Growing up, our Passover seders (ceremonial dinners) were not complete without my grandmother’s famous meringues. These airy, fluffy, cloud-like cookies are popular on Passover because they are grain-free, making them the perfect kosher treat. These meringues use cream of tartar and for anyone who is weary that this ingredient may not be kosher for Passover, indeed it is! The cookies are made similar to French meringue by beating egg whites and gradually adding in sugar; you’ll need a stand-mixer or a hand-mixer to do this heavy lifting. Whether you celebrate Passover or not, you’ll love the light, marshmallow-y texture of these cookies with their chocolate swirled tops.
Note 1: Ensure the bowl and mixer attachment are completely clean before using, any grease may ruin the meringue.
Note 2: Eggs should be room temperature.
Note 3: Separate the egg yolks from the whites in a separate bowl, not over the mixing bowl. If some yolk accidentally falls into the white, you’ll have to start again.
Preheat the oven to 275°F and line a baking sheet with parchment paper.
Using the double-boiler method, melt the chocolate and add in the espresso powder, stir until silky and remove from the heat. Let it cool.
In a small separate bowl, combine the sugar and cream of tartar.

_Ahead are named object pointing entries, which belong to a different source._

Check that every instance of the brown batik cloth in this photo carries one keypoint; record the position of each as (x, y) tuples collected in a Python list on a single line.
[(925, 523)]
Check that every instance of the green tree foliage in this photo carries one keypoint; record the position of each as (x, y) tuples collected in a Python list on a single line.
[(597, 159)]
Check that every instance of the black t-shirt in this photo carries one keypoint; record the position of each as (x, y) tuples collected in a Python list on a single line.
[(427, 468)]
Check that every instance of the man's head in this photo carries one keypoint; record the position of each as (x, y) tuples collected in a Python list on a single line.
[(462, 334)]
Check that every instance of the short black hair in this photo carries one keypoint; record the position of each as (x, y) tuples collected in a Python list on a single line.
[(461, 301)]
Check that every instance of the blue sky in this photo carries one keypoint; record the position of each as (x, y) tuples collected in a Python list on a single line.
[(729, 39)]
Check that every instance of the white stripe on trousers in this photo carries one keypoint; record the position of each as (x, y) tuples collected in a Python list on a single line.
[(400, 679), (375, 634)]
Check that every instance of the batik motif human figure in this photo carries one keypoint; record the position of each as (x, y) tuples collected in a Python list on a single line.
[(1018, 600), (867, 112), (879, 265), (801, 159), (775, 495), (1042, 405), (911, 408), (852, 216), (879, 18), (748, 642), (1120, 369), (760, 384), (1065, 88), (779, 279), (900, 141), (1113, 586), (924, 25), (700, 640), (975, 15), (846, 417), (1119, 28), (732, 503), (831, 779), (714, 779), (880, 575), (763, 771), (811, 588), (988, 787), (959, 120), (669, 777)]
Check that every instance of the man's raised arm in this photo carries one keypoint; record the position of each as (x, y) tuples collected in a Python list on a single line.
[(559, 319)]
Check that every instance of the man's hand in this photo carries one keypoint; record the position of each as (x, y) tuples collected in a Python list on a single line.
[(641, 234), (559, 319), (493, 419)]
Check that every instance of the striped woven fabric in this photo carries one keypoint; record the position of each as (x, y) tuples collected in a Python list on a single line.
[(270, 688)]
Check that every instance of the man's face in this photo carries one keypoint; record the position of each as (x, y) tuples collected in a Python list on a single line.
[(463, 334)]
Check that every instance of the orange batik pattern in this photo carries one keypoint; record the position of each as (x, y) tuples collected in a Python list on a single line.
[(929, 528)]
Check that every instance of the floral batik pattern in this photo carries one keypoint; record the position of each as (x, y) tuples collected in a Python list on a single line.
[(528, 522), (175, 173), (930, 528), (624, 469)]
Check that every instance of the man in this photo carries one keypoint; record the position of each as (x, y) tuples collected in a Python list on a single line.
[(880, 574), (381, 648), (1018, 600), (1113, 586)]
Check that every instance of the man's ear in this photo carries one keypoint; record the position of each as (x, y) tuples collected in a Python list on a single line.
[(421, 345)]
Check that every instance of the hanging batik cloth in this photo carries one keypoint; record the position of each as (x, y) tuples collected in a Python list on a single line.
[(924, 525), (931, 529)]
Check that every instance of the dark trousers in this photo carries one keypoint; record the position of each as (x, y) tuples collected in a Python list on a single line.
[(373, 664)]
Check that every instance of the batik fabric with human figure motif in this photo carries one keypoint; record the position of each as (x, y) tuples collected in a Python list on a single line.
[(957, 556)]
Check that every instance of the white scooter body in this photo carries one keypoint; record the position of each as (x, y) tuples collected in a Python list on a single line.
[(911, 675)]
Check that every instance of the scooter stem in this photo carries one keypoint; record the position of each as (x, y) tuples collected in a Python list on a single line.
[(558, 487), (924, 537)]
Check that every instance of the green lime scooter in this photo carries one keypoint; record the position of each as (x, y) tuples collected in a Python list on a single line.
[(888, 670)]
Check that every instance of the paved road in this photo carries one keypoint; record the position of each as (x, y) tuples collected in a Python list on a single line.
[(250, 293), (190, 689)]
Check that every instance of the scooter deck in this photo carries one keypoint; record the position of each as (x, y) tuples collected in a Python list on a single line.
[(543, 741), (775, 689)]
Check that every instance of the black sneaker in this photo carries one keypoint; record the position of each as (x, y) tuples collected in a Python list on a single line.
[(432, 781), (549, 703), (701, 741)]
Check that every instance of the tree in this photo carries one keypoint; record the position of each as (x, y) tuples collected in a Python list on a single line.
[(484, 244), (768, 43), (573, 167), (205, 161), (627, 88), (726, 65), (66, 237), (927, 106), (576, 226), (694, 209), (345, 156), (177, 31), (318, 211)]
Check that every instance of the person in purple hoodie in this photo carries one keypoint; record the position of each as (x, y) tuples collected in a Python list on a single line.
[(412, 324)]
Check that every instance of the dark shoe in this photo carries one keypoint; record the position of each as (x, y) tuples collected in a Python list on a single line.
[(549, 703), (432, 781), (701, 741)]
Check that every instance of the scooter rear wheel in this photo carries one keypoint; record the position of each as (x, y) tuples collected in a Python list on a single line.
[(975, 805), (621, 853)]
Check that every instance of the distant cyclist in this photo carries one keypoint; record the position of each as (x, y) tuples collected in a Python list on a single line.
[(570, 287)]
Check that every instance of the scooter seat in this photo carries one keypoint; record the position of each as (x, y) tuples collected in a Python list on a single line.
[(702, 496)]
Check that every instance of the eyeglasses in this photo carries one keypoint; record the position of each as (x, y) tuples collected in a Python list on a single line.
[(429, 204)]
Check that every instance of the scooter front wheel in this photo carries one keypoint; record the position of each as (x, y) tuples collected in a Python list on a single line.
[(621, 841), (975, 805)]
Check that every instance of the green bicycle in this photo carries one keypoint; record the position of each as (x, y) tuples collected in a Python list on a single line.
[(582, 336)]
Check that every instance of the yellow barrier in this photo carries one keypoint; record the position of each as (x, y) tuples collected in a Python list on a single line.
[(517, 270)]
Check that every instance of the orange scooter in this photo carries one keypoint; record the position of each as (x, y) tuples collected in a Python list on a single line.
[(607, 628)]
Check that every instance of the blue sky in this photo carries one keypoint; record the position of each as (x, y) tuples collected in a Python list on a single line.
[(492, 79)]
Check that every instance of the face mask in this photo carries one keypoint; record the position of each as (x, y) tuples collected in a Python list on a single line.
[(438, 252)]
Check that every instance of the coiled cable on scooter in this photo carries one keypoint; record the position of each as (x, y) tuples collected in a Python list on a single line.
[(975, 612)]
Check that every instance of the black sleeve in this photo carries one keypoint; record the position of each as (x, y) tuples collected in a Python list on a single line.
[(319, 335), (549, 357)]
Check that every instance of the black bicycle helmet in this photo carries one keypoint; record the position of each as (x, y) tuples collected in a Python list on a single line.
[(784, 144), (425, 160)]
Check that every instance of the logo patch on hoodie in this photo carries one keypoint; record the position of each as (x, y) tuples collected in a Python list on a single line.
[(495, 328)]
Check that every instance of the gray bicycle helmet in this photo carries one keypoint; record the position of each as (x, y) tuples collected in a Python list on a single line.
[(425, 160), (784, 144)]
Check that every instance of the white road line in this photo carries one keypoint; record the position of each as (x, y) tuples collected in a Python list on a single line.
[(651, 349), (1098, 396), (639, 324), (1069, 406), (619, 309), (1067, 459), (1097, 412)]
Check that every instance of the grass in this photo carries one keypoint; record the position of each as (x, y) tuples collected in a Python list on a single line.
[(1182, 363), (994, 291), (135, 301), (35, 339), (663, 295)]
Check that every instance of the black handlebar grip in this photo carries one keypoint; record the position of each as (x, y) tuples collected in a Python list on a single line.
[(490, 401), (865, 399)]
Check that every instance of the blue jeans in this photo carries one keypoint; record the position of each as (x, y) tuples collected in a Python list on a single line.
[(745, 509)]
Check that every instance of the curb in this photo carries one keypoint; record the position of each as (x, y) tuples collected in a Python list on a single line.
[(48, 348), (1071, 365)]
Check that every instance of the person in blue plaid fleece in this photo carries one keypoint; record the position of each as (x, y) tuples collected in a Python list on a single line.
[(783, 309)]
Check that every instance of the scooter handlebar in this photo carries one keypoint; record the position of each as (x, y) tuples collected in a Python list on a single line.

Separate the egg yolks from the whites in a bowl. Combine the egg whites with salt and vanilla and pour into the stand-mixer bowl.
Place the whisk attachment on the stand mixer and beat the eggs until frothy and foamy.
Once frothy, spoon in 1 tablespoon of sugar at a time as the mixer is still running. Continue to beat until stiff peaks form. This takes approximately 7-10 minutes.
Using 2 spoons, scoop out the meringue and place on a baking sheet about 2-inches apart.
Spoon a dollop of melted, cooled chocolate on top of the meringue and swirl it around using a skewer or toothpick.
Bake in the oven for 35-45 minutes until crisp on top and gooey in the middle.